Now, however, the show only serves as a jarring reminder of how much engineering went into the overhaul of Bill's persona, especially as contradictory evidence—such as his apparent habit of being dismissive of his wife in meetings—comes to light. Asked in one episode of the series whether Melinda ever called him out on “his shit,” Bill gave an answer that's lost its endearing awkwardness in retrospect. “A lot of it, sure. I hope she doesn't know all of it,” he said, laughing. “No, I'm just kidding.”
In 2017, in his foreword to Microsoft Chief Executive Officer Satya Nadella's autobiography “Hit Refresh,” Bill Gates wrote of the importance of legacy. “As the title of this book implies, [Satya] didn't completely break with the past—when you hit refresh on your browser, some of what's on the page stays the same,” Gates wrote.
His point was that as much as Microsoft had reinvented itself in the many years since Gates ran the software giant, its source code still retained parts of his DNA. The same could be said for the broader technology landscape. Gates had reinvented himself as a philanthropist, yet he also remained a legend among startup cofounders and unicorn CEOs, a statesman in Silicon Valley at a time when many of its once-mythologised leaders are deceased, disappeared, or disgraced.
Gates, who stayed on Microsoft's board until last year, was both an inspiration for top execs—“I knew that part of rediscovering the company's soul was to bring Bill back, to engage him more deeply in the technical vision for our products and services,” Nadella has written—and a rare voice of reason in a tech industry. But since the Wall Street Journal reported that some of Microsoft's directors wanted him to step down in 2020 due to an investigation into a decades-old office fling (a spokesperson for Gates said the relationship ended amicably and that his resignation had nothing to do with the affair), will the rest of big tech want to hit refresh again on Gates's involvement too?
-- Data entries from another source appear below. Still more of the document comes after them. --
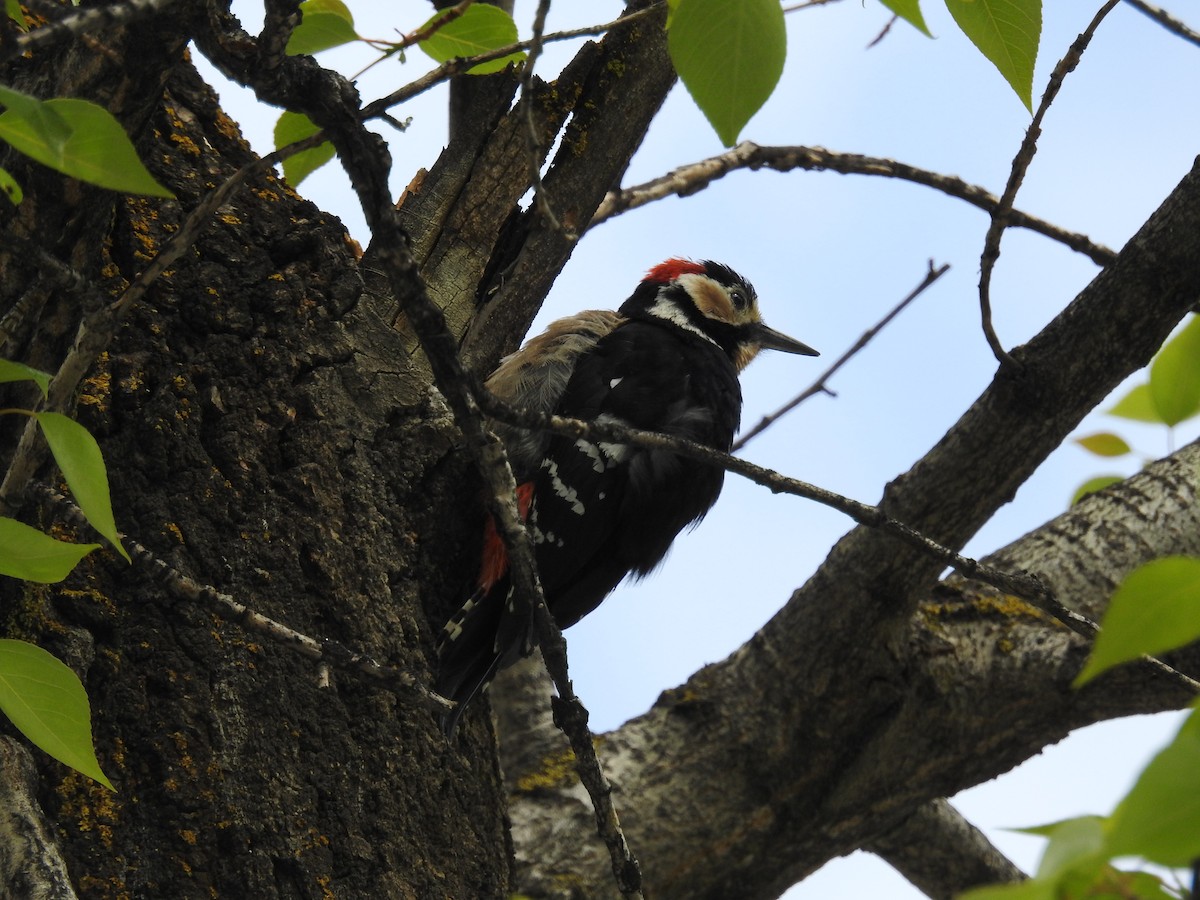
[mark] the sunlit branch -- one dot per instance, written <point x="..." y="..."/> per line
<point x="1000" y="215"/>
<point x="696" y="177"/>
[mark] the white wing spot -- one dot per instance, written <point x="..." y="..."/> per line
<point x="561" y="489"/>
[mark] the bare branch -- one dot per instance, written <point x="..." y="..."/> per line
<point x="696" y="177"/>
<point x="1021" y="585"/>
<point x="1167" y="21"/>
<point x="279" y="23"/>
<point x="79" y="23"/>
<point x="820" y="384"/>
<point x="1000" y="216"/>
<point x="532" y="148"/>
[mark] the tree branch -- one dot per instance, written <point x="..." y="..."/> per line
<point x="867" y="661"/>
<point x="78" y="23"/>
<point x="942" y="853"/>
<point x="1167" y="21"/>
<point x="696" y="177"/>
<point x="324" y="652"/>
<point x="1000" y="215"/>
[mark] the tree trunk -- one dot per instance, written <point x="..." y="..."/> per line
<point x="271" y="431"/>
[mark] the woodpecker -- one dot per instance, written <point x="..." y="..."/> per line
<point x="667" y="361"/>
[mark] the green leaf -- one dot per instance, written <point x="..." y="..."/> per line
<point x="1075" y="844"/>
<point x="1074" y="853"/>
<point x="15" y="12"/>
<point x="1007" y="33"/>
<point x="12" y="371"/>
<point x="1031" y="889"/>
<point x="46" y="701"/>
<point x="297" y="126"/>
<point x="480" y="29"/>
<point x="1156" y="609"/>
<point x="1159" y="819"/>
<point x="78" y="455"/>
<point x="730" y="57"/>
<point x="1104" y="443"/>
<point x="1175" y="376"/>
<point x="40" y="118"/>
<point x="909" y="11"/>
<point x="1092" y="485"/>
<point x="10" y="187"/>
<point x="28" y="553"/>
<point x="1138" y="405"/>
<point x="77" y="138"/>
<point x="325" y="23"/>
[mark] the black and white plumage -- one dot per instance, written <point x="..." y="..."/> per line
<point x="667" y="361"/>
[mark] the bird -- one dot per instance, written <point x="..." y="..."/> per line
<point x="667" y="360"/>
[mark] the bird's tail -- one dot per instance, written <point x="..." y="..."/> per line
<point x="486" y="634"/>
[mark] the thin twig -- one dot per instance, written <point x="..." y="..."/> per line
<point x="1167" y="21"/>
<point x="819" y="385"/>
<point x="79" y="23"/>
<point x="1000" y="216"/>
<point x="696" y="177"/>
<point x="181" y="587"/>
<point x="457" y="66"/>
<point x="1026" y="586"/>
<point x="280" y="21"/>
<point x="533" y="143"/>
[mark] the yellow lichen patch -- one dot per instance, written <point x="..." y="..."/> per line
<point x="186" y="144"/>
<point x="90" y="807"/>
<point x="557" y="769"/>
<point x="96" y="388"/>
<point x="142" y="215"/>
<point x="132" y="383"/>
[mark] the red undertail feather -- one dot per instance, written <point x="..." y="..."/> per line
<point x="495" y="562"/>
<point x="672" y="269"/>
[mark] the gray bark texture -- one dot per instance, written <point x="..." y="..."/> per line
<point x="270" y="430"/>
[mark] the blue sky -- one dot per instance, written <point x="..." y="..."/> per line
<point x="829" y="255"/>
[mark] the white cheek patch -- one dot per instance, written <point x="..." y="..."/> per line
<point x="666" y="310"/>
<point x="562" y="490"/>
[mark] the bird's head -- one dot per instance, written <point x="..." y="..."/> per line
<point x="714" y="303"/>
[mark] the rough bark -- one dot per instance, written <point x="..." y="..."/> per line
<point x="985" y="684"/>
<point x="862" y="711"/>
<point x="270" y="430"/>
<point x="267" y="435"/>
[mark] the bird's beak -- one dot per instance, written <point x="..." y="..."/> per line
<point x="772" y="340"/>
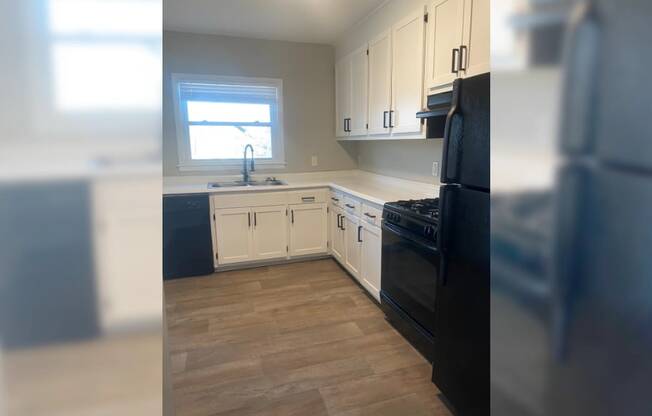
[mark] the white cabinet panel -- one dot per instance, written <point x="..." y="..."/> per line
<point x="407" y="73"/>
<point x="445" y="24"/>
<point x="234" y="235"/>
<point x="476" y="55"/>
<point x="352" y="237"/>
<point x="343" y="90"/>
<point x="359" y="85"/>
<point x="337" y="235"/>
<point x="308" y="229"/>
<point x="371" y="259"/>
<point x="380" y="83"/>
<point x="270" y="232"/>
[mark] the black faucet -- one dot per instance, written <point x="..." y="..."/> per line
<point x="245" y="173"/>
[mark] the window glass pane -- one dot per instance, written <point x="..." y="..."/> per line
<point x="228" y="112"/>
<point x="228" y="142"/>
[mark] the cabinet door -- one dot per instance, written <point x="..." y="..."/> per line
<point x="353" y="238"/>
<point x="308" y="232"/>
<point x="234" y="236"/>
<point x="380" y="83"/>
<point x="407" y="73"/>
<point x="476" y="58"/>
<point x="445" y="23"/>
<point x="337" y="235"/>
<point x="359" y="85"/>
<point x="371" y="259"/>
<point x="270" y="232"/>
<point x="343" y="83"/>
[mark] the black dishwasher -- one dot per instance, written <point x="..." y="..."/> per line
<point x="187" y="243"/>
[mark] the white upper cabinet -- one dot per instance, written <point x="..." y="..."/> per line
<point x="407" y="73"/>
<point x="270" y="232"/>
<point x="457" y="41"/>
<point x="234" y="236"/>
<point x="308" y="229"/>
<point x="475" y="51"/>
<point x="380" y="83"/>
<point x="445" y="26"/>
<point x="357" y="124"/>
<point x="343" y="88"/>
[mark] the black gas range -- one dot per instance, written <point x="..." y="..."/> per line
<point x="410" y="268"/>
<point x="420" y="217"/>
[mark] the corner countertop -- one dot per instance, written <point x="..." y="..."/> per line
<point x="365" y="185"/>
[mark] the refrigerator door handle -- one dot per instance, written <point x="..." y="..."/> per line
<point x="453" y="146"/>
<point x="453" y="122"/>
<point x="443" y="241"/>
<point x="581" y="53"/>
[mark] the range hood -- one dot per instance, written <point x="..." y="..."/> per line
<point x="435" y="116"/>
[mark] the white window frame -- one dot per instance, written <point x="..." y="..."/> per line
<point x="186" y="163"/>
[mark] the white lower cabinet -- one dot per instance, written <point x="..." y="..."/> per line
<point x="270" y="232"/>
<point x="295" y="224"/>
<point x="234" y="235"/>
<point x="371" y="259"/>
<point x="337" y="234"/>
<point x="308" y="229"/>
<point x="352" y="241"/>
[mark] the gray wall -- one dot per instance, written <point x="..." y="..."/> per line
<point x="409" y="159"/>
<point x="308" y="93"/>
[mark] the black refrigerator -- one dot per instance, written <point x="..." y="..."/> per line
<point x="461" y="348"/>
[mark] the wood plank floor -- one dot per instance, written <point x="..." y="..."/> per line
<point x="293" y="339"/>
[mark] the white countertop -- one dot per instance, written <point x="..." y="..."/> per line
<point x="371" y="187"/>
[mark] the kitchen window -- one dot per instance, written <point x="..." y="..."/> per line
<point x="218" y="116"/>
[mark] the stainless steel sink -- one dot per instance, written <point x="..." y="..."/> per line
<point x="269" y="182"/>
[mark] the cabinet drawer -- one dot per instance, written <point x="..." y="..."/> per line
<point x="336" y="198"/>
<point x="307" y="196"/>
<point x="249" y="199"/>
<point x="352" y="206"/>
<point x="371" y="214"/>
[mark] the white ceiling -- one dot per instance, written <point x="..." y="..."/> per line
<point x="315" y="21"/>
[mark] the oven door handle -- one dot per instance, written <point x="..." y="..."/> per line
<point x="426" y="245"/>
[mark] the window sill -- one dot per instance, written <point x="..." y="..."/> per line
<point x="220" y="167"/>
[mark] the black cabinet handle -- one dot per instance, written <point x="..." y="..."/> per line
<point x="463" y="57"/>
<point x="454" y="67"/>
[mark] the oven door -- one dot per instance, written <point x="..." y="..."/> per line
<point x="410" y="267"/>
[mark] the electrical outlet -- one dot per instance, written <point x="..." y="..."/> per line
<point x="435" y="168"/>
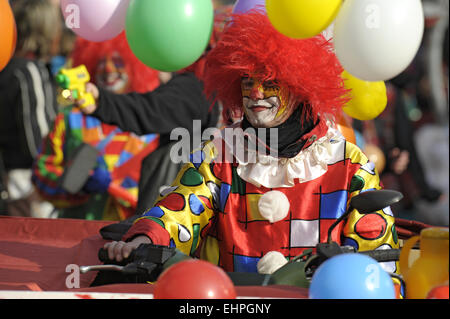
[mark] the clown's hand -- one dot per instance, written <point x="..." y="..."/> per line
<point x="119" y="250"/>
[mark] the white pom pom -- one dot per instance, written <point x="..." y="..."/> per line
<point x="271" y="262"/>
<point x="274" y="206"/>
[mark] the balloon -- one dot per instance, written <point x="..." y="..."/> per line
<point x="375" y="40"/>
<point x="194" y="279"/>
<point x="8" y="33"/>
<point x="351" y="276"/>
<point x="369" y="99"/>
<point x="169" y="35"/>
<point x="302" y="18"/>
<point x="243" y="6"/>
<point x="96" y="21"/>
<point x="376" y="156"/>
<point x="345" y="127"/>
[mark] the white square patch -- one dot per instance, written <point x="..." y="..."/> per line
<point x="304" y="233"/>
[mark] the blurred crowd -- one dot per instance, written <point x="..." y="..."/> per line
<point x="40" y="132"/>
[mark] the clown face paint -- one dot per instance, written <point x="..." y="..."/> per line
<point x="111" y="74"/>
<point x="265" y="103"/>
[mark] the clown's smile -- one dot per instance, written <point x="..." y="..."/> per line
<point x="264" y="104"/>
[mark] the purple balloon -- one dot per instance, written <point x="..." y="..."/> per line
<point x="95" y="20"/>
<point x="242" y="6"/>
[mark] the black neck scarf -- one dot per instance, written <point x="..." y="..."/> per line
<point x="290" y="133"/>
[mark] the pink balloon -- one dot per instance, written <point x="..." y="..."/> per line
<point x="95" y="20"/>
<point x="243" y="6"/>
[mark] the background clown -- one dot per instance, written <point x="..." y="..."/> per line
<point x="254" y="215"/>
<point x="113" y="67"/>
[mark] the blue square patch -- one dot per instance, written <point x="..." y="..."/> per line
<point x="333" y="205"/>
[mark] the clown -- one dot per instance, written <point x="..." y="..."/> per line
<point x="114" y="68"/>
<point x="253" y="216"/>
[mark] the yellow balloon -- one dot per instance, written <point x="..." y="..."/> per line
<point x="302" y="19"/>
<point x="368" y="99"/>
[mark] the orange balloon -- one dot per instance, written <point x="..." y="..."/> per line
<point x="8" y="33"/>
<point x="376" y="156"/>
<point x="346" y="129"/>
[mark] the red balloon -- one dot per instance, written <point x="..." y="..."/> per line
<point x="194" y="279"/>
<point x="8" y="33"/>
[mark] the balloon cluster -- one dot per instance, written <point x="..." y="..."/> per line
<point x="165" y="35"/>
<point x="375" y="40"/>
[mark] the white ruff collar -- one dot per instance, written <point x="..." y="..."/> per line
<point x="309" y="164"/>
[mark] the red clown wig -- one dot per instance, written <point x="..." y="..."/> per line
<point x="142" y="78"/>
<point x="251" y="46"/>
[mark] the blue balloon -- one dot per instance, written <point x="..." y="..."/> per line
<point x="351" y="276"/>
<point x="243" y="6"/>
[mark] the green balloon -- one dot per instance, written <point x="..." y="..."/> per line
<point x="169" y="35"/>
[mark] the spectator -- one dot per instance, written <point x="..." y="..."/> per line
<point x="28" y="102"/>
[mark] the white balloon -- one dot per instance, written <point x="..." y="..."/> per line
<point x="375" y="40"/>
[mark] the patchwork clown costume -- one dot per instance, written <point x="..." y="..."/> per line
<point x="116" y="148"/>
<point x="113" y="67"/>
<point x="239" y="211"/>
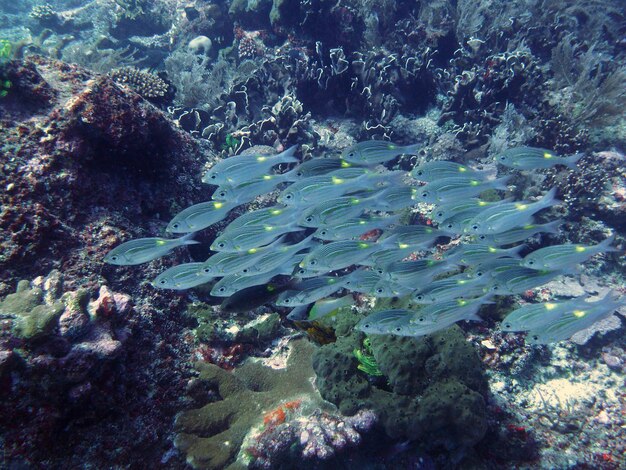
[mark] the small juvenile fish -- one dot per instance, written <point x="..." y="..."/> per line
<point x="432" y="171"/>
<point x="199" y="216"/>
<point x="248" y="237"/>
<point x="320" y="309"/>
<point x="354" y="228"/>
<point x="232" y="262"/>
<point x="180" y="277"/>
<point x="250" y="189"/>
<point x="373" y="152"/>
<point x="278" y="256"/>
<point x="241" y="168"/>
<point x="451" y="288"/>
<point x="341" y="254"/>
<point x="233" y="283"/>
<point x="446" y="211"/>
<point x="565" y="256"/>
<point x="142" y="250"/>
<point x="275" y="215"/>
<point x="457" y="188"/>
<point x="310" y="290"/>
<point x="475" y="253"/>
<point x="319" y="166"/>
<point x="336" y="184"/>
<point x="371" y="283"/>
<point x="564" y="326"/>
<point x="530" y="158"/>
<point x="509" y="215"/>
<point x="418" y="236"/>
<point x="385" y="322"/>
<point x="519" y="234"/>
<point x="533" y="316"/>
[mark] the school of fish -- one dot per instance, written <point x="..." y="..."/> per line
<point x="337" y="227"/>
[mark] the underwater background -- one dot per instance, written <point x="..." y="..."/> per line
<point x="418" y="262"/>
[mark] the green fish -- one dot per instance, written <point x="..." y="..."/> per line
<point x="530" y="158"/>
<point x="437" y="170"/>
<point x="565" y="256"/>
<point x="199" y="216"/>
<point x="242" y="168"/>
<point x="180" y="277"/>
<point x="143" y="250"/>
<point x="373" y="152"/>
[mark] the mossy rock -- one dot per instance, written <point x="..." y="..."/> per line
<point x="433" y="387"/>
<point x="32" y="318"/>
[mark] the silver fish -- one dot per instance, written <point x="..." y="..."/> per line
<point x="142" y="250"/>
<point x="565" y="325"/>
<point x="354" y="228"/>
<point x="241" y="168"/>
<point x="248" y="237"/>
<point x="565" y="256"/>
<point x="454" y="189"/>
<point x="310" y="290"/>
<point x="182" y="276"/>
<point x="199" y="216"/>
<point x="530" y="158"/>
<point x="432" y="171"/>
<point x="373" y="152"/>
<point x="508" y="215"/>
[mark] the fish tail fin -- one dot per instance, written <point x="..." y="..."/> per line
<point x="288" y="156"/>
<point x="412" y="149"/>
<point x="500" y="183"/>
<point x="549" y="199"/>
<point x="571" y="162"/>
<point x="188" y="239"/>
<point x="605" y="245"/>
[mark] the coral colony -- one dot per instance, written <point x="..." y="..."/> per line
<point x="314" y="235"/>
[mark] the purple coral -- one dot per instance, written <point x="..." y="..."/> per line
<point x="319" y="435"/>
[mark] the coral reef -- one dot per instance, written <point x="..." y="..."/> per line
<point x="432" y="388"/>
<point x="212" y="434"/>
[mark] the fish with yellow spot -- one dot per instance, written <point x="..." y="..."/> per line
<point x="199" y="216"/>
<point x="241" y="168"/>
<point x="570" y="321"/>
<point x="374" y="152"/>
<point x="143" y="250"/>
<point x="565" y="256"/>
<point x="531" y="158"/>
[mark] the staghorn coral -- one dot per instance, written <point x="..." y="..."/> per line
<point x="148" y="85"/>
<point x="211" y="435"/>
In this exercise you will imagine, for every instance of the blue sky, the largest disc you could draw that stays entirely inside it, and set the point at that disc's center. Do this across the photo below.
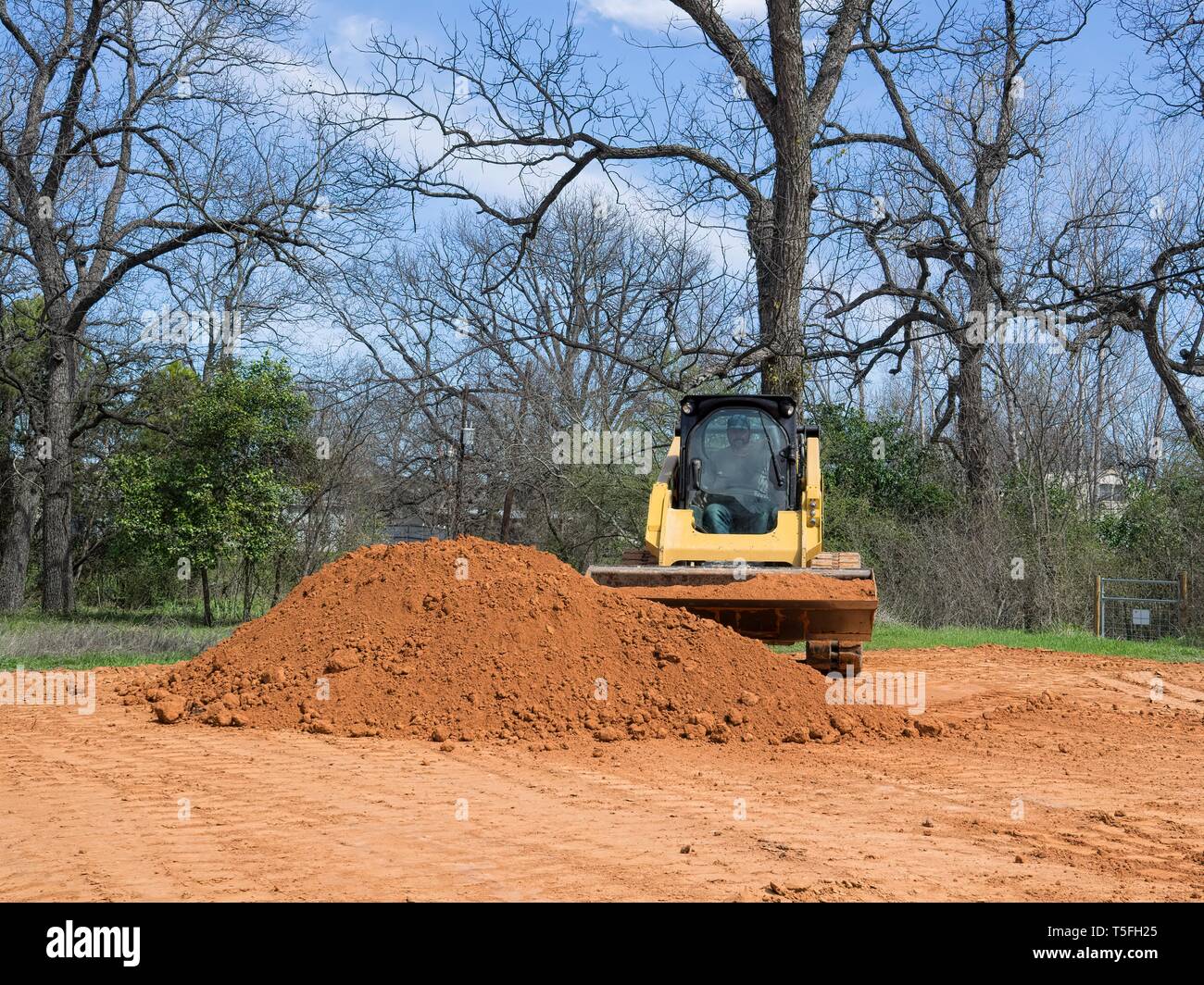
(1097, 53)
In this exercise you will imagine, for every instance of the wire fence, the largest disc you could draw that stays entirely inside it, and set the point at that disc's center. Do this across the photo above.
(1140, 608)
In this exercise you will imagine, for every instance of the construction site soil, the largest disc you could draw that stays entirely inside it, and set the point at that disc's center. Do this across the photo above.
(469, 640)
(1039, 775)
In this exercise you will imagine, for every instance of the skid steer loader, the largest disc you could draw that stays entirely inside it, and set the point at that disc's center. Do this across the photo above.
(735, 532)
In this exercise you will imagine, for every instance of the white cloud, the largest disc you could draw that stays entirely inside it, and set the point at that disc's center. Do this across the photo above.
(657, 13)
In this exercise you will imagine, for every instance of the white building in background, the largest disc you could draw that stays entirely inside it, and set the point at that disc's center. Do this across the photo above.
(1109, 489)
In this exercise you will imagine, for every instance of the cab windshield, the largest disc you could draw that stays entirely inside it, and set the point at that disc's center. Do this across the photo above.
(742, 464)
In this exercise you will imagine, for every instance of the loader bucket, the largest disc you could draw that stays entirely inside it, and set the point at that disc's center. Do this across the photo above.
(775, 605)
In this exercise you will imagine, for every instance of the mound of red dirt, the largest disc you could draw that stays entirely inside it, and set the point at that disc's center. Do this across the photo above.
(470, 640)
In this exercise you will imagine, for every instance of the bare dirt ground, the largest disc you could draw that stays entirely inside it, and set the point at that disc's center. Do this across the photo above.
(1092, 792)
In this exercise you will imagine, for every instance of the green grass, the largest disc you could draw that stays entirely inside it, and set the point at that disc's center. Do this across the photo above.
(99, 639)
(898, 636)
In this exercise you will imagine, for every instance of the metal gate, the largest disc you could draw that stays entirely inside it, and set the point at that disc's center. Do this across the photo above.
(1140, 608)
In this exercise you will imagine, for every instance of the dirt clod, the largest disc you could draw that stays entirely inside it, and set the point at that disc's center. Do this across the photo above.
(393, 635)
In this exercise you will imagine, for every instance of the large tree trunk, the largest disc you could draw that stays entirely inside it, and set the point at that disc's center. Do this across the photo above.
(779, 237)
(58, 584)
(207, 603)
(19, 537)
(972, 417)
(248, 573)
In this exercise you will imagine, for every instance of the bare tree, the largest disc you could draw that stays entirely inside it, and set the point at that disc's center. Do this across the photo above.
(129, 131)
(737, 141)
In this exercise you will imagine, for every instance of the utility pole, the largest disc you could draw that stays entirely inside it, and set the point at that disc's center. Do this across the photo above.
(462, 451)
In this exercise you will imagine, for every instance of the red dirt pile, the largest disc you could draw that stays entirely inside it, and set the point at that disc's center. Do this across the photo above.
(470, 640)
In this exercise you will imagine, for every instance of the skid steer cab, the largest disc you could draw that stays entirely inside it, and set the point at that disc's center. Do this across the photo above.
(735, 531)
(737, 484)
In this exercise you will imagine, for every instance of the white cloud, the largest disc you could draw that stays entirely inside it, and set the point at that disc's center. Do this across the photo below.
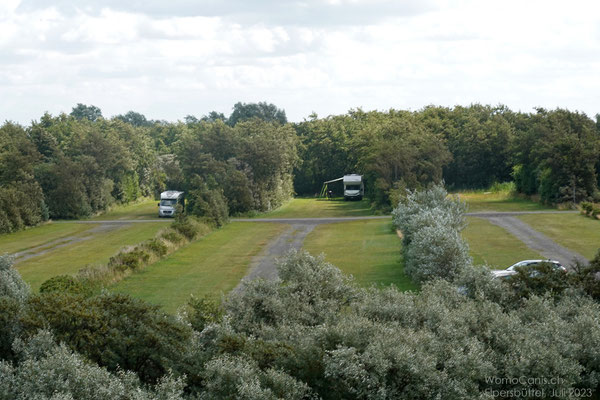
(334, 56)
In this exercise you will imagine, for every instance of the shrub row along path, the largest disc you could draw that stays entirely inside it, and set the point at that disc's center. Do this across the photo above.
(264, 265)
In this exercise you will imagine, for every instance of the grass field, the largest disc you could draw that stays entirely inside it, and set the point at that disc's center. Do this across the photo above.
(320, 208)
(97, 249)
(499, 201)
(145, 209)
(39, 236)
(573, 231)
(490, 244)
(214, 264)
(369, 250)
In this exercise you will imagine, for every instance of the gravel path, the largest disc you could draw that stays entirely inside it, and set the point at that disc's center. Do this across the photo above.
(62, 242)
(536, 240)
(264, 265)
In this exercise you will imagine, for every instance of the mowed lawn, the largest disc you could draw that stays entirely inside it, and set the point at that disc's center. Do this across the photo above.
(573, 231)
(494, 246)
(500, 201)
(367, 249)
(97, 247)
(320, 208)
(212, 265)
(145, 209)
(39, 236)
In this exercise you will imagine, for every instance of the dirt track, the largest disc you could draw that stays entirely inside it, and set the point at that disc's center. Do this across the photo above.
(264, 265)
(536, 240)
For years, he was respected enough to smack around techies usually indifferent to outside criticism. Before it was cool, Gates chided the Valley for neglecting thorny societal problems in favour of building apps and gizmos. (“When you're dying of malaria, I suppose you'll look up and see that balloon, and I'm not sure how it'll help you,” he once cracked, referring to Google's Internet-beaming Project Loon.) He's tried to temper the arrogance of Facebook CEO Mark Zuckerberg, who inherited the mantle of most-loathed geek, and, last summer, chastised Elon Musk for speaking out of school about the pandemic.
With an asterisk on Gates's appeal now, it's likely his ubiquity of tech activism will be less meaningful. Musk, for one, already writes off Gates's taunts. “Billy G is not my lover,” Musk tweeted in July. Imagine what Tesla's Memelord will resort to if Gates picks another fight with him amid his tabloid-worthy scandals. Meanwhile, Microsoft's redemption story is strong enough under Nadella that Gates's soul isn't required anymore. If anything, it seems more likely that near-term corporate events will feature cameos not from Gates but Steve Ballmer, his once-maligned CEO successor who has since turned into the loveable-goofball owner of the Los Angeles Clippers.
Gates has long bristled at questions about his legacy. He has sworn he's never had “some end-of-life goal,” and has called self-memorialising “a stupid thing.” For a 65-year-old who listens to history lectures on the treadmill and owns Leonardo da Vinci's journals, it's not quite believable that Gates hasn't reflected on how future generations will look back at his life's work. But as he said in 2005, as his second act was just taking off, “It doesn't matter; it doesn't motivate me. If we're all forgotten or remembered, it doesn't change what we do every day.”
- With assistance from Dina Bass and Ashlee Vance.